J’ai constaté, et l’ai déjà fait remarquer
dans des billets, le nombre croissant de synonymes qui sont apparus ces
dernières années dans les fiches du Grand Dictionnaire terminologique de
l’Office québécois de la langue française. À titre d’exemple :
Fiche de 2011 |
La recrudescence des synonymes a une
explication simple : la production terminologique n’est plus évaluée selon
le nombre de fiches produites mais selon le nombre de termes traités… Le
changement est apparu dans le rapport annuel 2009-2010.
La production du GDT selon les rapports annuels |
Le graphique précédent montre l’évolution de la
production terminologique à l’OQLF depuis l’année financière 2003-2004. On note
une hausse des objectifs à atteindre, de 4 000 fiches la première année à
5 000 fiches les années subséquentes. On constate aussi que, dès que l’objectif
est haussé, la production se met à dépasser l’objectif fixé, atteignant même en
2008-2009 les 377 % !
Lors de l’année financière 2009-2010, on
constate deux nouveautés. D’abord un changement dans le critère d’évaluation. Celle-ci
ne se fait plus selon le nombre de fiches produites mais selon le nombre de
termes traités. En principe, le changement était de nature à induire une hausse
dans la production des termes, les terminologues pouvant ajouter de nombreux
synonymes et ils ne se sont pas privés de le faire en ajoutant nombre de mots
de la « [langue courante] ». Second
changement, l’objectif a été abaissé, de 5 000 fiches à 3 500 termes.
En 2009-2010, la manœuvre a permis de faire valoir un dépassement de l’objectif,
3 765 nouveaux termes plutôt que 3 500. Le rapport explique : « sur
les 3 765 nouveaux termes répertoriés et ajoutés au GDT, 3 401 figurent
sur des fiches rédigées ou mises à jour par les terminologues de l’Office, le
reste se trouvant sur des fiches produites par des partenaires » (p. 71).
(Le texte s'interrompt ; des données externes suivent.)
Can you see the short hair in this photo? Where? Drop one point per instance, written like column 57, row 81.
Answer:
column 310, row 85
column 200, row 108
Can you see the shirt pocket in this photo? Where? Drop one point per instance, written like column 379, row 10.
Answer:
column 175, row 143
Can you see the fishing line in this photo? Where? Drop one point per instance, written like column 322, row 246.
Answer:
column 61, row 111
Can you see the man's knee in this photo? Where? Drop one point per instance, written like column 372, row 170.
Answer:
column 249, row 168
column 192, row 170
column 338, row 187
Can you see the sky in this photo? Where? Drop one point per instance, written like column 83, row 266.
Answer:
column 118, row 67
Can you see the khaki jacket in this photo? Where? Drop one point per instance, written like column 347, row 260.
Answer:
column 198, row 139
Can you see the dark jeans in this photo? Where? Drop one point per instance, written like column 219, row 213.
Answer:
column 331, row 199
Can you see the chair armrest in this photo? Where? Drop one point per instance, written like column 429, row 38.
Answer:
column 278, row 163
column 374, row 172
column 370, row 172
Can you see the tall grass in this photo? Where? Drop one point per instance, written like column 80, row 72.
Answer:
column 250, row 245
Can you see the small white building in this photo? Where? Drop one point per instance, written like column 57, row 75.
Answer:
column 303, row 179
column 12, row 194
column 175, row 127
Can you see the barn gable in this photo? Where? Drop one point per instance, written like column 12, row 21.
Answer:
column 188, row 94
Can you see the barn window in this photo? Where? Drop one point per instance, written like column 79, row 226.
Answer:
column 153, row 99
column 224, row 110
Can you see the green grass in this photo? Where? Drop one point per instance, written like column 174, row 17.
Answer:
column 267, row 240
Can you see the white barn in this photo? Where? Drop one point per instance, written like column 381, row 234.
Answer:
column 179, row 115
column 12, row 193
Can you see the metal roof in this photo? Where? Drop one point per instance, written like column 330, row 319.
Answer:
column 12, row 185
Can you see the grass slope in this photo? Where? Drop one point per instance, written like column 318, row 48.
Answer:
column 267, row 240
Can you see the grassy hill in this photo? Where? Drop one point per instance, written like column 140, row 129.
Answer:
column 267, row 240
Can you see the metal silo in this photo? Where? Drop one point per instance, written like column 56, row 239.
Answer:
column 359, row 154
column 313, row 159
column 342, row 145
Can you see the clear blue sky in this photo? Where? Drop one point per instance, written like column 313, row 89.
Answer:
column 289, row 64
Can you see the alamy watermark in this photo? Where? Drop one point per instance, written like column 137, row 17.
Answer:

« Fiches produites par des partenaires » :
là réside peut-être l’explication de la forte productivité de l’année
précédente (377 % !), dans l'apport de la production externe plutôt que dans une hausse de la production interne. En tout état de cause, je me permets de
formuler l’hypothèse.
En 2010-2011, le nombre de termes traités a été inférieur à l’objectif
fixé – « légèrement en
deçà de l’objectif fixé » nous dit le rapport annuel (p. 72) :
à 81 % de l’objectif, peut-on dire que la production a été « légèrement
en deçà » ? Les stakhanovistes de la langue peinent dorénavant à
atteindre les objectifs, même revus à la baisse, du plan. Pas facile d’être un Stakhanov
au pays de Maria Chapdelaine !
Un mot maintenant sur l’évaluation selon le
nombre de termes traités plutôt que selon le nombre de fiches produites. Ce
faisant, on perd de vue l’un des objectifs de la terminologie : réduire la
synonymie dans les domaines techniques (objectif qui devrait être celui du GDT
dans la mesure où il est encore un dictionnaire terminologique…). La réduction
de la synonymie n’est évidemment pas un dogme en soi. Et je sais qu’on peut faire
valoir des arguments pour maintenir un certain niveau de synonymie dans les
travaux terminologiques. Mais dans bien des domaines techniques (commerce
international, terminologie médicale, etc.), ce que l’on appelle la biunivocité
(un terme pour un concept) s’impose souvent comme une nécessité : la
prolifération de la synonymie n’est guère souhaitable dans la rédaction des
dossiers médicaux, pour ne prendre que ce seul exemple. Et cela ne serait pas
un problème si le GDT n’était pas en train de se transformer en dictionnaire de
la langue courante, avec toutes ses imprécisions, ses ambigüités et ses calques
(même si on prend bien soin d’éliminer le plus possible les anglicismes
lexicaux, les Québécois étant très chatouilleux sur la question).